What Ziwe appreciates so much about this interview, she tells me, is that “the conversation he’s having still feels relevant today even though it was literally several decades ago.” The allure of internet fame or the spectacle of comedic trolling is not Ziwe’s compass. Rather, like Baldwin, she aims to provide the kind of social commentary and cultural analysis that still feels prescient decades from now. “I can’t predict what the trends are going to be in a year or ten. All I can do is make art that feels important today with the hopes that importance still carries weight in a decade or two. When you focus on making art and work that has more meaning than just the trend that’s when you really hit the sweet spot.”
Her note on dancing to the comedic rhythm of her own drum makes sense considering that Baited and the resulting attention she gained for talking about race during bummer summer—our first pandemic summer, which was also plagued with the high profile Black deaths of George Floyd, Breonna Taylor, and Oluwatoyin Salua, among others—comes after years of uploading this distinctly Ziwe style of comedy videos to her YouTube page. “I let my art grow as I grow as a person. So with Baited and my YouTube series and Instagram Live series, these are all variations that I have been doing for literal years. And then suddenly it meets a historic moment and it feels topical even though it was created five, six, seven years ago. So I’m not looking to chase trends with my art. I’m looking to hit subjects that affect our lives now and forevermore.”
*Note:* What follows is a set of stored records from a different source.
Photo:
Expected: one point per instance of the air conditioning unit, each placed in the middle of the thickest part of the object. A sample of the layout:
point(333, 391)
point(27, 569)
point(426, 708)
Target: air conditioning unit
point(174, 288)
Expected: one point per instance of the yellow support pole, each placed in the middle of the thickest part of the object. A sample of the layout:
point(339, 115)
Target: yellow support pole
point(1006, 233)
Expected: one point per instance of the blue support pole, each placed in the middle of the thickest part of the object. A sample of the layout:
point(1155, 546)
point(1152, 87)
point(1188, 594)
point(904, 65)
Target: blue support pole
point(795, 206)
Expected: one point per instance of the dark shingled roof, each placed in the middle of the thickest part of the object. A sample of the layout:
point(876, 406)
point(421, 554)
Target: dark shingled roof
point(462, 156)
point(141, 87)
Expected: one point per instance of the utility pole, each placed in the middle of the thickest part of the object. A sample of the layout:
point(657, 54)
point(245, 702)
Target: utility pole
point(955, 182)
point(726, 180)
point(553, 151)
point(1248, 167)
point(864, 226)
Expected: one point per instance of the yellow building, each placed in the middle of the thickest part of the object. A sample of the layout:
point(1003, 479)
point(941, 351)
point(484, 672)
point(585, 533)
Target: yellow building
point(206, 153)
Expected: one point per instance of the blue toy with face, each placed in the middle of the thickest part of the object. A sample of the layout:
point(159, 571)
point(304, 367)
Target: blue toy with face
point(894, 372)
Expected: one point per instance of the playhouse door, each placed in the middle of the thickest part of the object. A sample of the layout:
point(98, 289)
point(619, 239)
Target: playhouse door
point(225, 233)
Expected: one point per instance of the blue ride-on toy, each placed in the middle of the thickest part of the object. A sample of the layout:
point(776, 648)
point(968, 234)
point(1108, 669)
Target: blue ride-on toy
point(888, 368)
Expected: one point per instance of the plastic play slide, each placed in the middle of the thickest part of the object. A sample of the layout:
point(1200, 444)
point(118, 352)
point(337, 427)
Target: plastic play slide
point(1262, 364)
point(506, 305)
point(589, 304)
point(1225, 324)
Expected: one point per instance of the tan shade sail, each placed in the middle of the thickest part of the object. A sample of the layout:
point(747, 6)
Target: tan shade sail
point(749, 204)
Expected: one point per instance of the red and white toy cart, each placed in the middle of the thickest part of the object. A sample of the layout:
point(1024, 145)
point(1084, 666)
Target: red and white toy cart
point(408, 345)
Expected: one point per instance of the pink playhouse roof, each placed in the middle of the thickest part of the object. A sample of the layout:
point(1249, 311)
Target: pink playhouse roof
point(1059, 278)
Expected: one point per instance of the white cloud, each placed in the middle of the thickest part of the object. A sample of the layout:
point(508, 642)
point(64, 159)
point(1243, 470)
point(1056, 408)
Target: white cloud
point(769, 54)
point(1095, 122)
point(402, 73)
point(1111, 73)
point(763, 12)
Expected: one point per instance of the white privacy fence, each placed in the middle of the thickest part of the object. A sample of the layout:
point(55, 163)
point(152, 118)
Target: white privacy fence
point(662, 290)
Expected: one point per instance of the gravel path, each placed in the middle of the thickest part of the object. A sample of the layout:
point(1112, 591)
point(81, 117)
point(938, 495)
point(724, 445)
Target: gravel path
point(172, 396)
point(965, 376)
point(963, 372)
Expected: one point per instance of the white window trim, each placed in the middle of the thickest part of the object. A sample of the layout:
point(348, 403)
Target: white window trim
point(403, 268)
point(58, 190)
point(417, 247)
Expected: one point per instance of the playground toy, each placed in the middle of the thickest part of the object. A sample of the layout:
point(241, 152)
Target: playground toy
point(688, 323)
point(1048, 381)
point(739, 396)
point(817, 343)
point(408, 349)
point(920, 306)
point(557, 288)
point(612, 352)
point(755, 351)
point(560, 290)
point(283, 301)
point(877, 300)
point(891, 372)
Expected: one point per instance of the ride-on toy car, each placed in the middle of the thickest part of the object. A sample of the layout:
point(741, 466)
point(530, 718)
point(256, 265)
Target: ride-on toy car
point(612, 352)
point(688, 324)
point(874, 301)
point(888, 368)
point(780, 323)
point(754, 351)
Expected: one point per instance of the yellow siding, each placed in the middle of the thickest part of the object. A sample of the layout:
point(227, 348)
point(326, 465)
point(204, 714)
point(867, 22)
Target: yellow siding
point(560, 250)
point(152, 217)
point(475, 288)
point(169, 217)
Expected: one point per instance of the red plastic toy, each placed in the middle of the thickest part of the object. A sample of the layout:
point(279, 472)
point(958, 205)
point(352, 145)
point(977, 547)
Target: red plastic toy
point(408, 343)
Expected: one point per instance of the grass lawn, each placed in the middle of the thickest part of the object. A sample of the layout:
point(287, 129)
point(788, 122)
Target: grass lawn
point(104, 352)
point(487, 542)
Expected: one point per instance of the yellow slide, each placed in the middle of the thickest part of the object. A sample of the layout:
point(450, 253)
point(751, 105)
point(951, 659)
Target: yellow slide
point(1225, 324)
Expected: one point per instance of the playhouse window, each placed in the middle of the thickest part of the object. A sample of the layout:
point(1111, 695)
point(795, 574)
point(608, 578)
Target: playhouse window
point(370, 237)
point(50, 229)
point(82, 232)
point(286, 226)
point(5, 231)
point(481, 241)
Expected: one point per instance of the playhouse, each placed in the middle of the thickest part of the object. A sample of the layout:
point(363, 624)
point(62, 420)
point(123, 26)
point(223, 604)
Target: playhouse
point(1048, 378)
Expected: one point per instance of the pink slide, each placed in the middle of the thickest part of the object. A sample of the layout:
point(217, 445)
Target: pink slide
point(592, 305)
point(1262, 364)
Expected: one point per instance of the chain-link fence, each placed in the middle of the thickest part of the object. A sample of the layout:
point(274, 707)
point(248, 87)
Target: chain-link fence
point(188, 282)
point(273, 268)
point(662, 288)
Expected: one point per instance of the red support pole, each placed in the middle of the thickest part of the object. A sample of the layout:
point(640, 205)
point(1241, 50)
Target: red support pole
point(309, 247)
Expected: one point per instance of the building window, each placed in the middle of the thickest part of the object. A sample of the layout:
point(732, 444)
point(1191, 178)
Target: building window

Now that Ziwe does have our attention between her Showtime series and an in-progress book of essays titled The Book of Ziwe, we all get to belly laugh and intermittently wince at what she refers to as her “sarcastic, acerbic wit.” And lucky us. Showtime generously granted me access to clips from ZIWE. Although I am not allowed to discuss the premise or delivery of any of these sketches or songs with specificity I will say that the show is cutting and clever and generated the sense of catharsis within me that Ziwe spoke of striving for herself. When discussing her aims for the show and the discourse she hopes to generate Ziwe asserts, “I’m trying to facilitate a world in which it’s okay to talk about race and not have all the right answers—but being open and willing to grow and learn. That’s my intention. But ultimately it’s all about comedy. So if I am not funny, I am not really doing my job. First and foremost make people laugh and then ease them into these conversations that are at the genetic make-up of our country.”